Italian prosecutors argued that $1.1 billion of the purchase price were bribes that landed in the pockets of middlemen and politicians, including former oil minister Etete.

Prosecutors also argued that Shell and Eni knew that most of the money was being used towards bribes.

Both firms have denied the charges.

The case landed in court after three anti-corruption NGOs brought a complaint before prosecutors in Milan.

Shell reacts

Both firms welcomed the ruling, with Shell saying that it has always maintained that the oilfield purchase was legal.

“At the same time, this has been a difficult learning experience for us. Shell is a company that operates with integrity and we work hard every day to ensure our actions not only follow the letter and spirit of the law, but also live up to society’s wider expectations of us,” Ben van Beurden, chief executive of Royal Dutch Shell said in a statement.

Eni welcomes Judgement

In a similar development, Eni also said in a separate statement sent to New Telegraph that it welcomed the judgement.

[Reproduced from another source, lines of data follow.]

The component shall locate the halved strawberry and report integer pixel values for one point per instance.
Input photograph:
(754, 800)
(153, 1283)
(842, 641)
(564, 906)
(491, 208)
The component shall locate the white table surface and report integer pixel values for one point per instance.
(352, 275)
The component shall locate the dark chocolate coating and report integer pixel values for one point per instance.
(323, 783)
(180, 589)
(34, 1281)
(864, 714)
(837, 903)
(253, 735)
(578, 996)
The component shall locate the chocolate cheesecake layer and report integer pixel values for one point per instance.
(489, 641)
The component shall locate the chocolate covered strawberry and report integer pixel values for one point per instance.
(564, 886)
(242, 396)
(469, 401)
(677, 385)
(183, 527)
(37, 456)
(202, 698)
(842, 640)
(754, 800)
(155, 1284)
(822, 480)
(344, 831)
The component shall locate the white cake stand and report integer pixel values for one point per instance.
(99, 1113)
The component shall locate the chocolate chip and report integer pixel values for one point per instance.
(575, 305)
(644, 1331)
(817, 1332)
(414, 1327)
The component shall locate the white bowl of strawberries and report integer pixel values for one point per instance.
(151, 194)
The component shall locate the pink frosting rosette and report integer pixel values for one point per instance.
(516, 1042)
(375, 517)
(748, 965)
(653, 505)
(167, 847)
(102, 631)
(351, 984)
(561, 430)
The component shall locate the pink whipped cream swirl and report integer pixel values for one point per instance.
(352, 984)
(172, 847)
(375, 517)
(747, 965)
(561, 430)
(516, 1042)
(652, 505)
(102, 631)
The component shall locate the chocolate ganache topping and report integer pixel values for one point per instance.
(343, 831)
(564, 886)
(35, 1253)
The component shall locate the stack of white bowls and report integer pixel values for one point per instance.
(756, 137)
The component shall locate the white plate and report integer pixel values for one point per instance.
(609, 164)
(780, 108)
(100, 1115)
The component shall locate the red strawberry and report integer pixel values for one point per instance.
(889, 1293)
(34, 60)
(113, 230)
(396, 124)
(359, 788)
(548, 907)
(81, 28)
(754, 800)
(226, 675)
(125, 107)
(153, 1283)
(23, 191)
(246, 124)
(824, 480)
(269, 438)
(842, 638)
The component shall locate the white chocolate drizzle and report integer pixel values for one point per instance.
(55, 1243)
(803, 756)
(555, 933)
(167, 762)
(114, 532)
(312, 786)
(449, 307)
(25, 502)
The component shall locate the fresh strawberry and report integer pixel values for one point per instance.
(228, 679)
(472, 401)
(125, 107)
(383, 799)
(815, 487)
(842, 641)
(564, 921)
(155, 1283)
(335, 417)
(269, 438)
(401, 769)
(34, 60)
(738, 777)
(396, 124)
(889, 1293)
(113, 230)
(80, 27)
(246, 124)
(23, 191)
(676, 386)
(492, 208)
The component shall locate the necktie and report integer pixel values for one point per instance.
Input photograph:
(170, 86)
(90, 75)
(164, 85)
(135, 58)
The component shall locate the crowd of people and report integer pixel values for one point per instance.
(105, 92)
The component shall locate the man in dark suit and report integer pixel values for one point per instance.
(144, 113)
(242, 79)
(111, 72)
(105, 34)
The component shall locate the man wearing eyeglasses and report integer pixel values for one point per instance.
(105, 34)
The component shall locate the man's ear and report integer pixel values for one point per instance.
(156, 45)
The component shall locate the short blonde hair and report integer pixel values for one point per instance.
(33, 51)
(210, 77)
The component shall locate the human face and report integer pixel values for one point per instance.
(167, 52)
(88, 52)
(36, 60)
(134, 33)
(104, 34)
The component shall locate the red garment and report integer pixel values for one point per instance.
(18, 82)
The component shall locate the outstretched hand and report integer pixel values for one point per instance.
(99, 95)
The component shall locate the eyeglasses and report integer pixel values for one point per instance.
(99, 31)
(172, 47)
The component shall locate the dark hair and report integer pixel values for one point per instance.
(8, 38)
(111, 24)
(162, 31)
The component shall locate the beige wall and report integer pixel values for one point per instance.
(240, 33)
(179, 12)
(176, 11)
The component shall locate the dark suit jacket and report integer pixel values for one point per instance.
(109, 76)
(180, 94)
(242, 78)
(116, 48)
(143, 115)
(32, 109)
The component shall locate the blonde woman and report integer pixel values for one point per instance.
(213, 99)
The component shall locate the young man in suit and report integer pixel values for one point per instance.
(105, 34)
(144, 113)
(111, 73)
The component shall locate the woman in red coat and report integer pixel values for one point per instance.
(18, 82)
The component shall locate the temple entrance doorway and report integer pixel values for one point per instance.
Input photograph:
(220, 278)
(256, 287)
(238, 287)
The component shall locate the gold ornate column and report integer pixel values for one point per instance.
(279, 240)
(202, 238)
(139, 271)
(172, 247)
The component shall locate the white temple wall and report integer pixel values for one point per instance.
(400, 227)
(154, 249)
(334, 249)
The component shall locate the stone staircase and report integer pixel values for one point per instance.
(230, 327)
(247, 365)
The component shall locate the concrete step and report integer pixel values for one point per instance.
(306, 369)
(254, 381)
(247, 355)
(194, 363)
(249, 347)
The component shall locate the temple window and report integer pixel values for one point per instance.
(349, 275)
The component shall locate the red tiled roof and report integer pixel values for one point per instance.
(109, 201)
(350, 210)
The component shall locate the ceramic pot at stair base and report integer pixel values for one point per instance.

“Eni welcome today’s judgment of full acquittal of all charges, since there was no case, by the Court of Milan. After almost three years of trial, the judgment by the Court has finally established that the company, the CEO Claudio Descalzi and the management involved in the proceedings have all behaved in a lawful and correct manner.

“Eni has throughout maintained its full confidence in the Court’s fair and balanced investigation.

“Today, Eni expresses its gratitude for the trust placed by its stakeholders throughout the course of the trial, particularly in upholding the company’s management and the conduct of its business, and respecting its reputation.”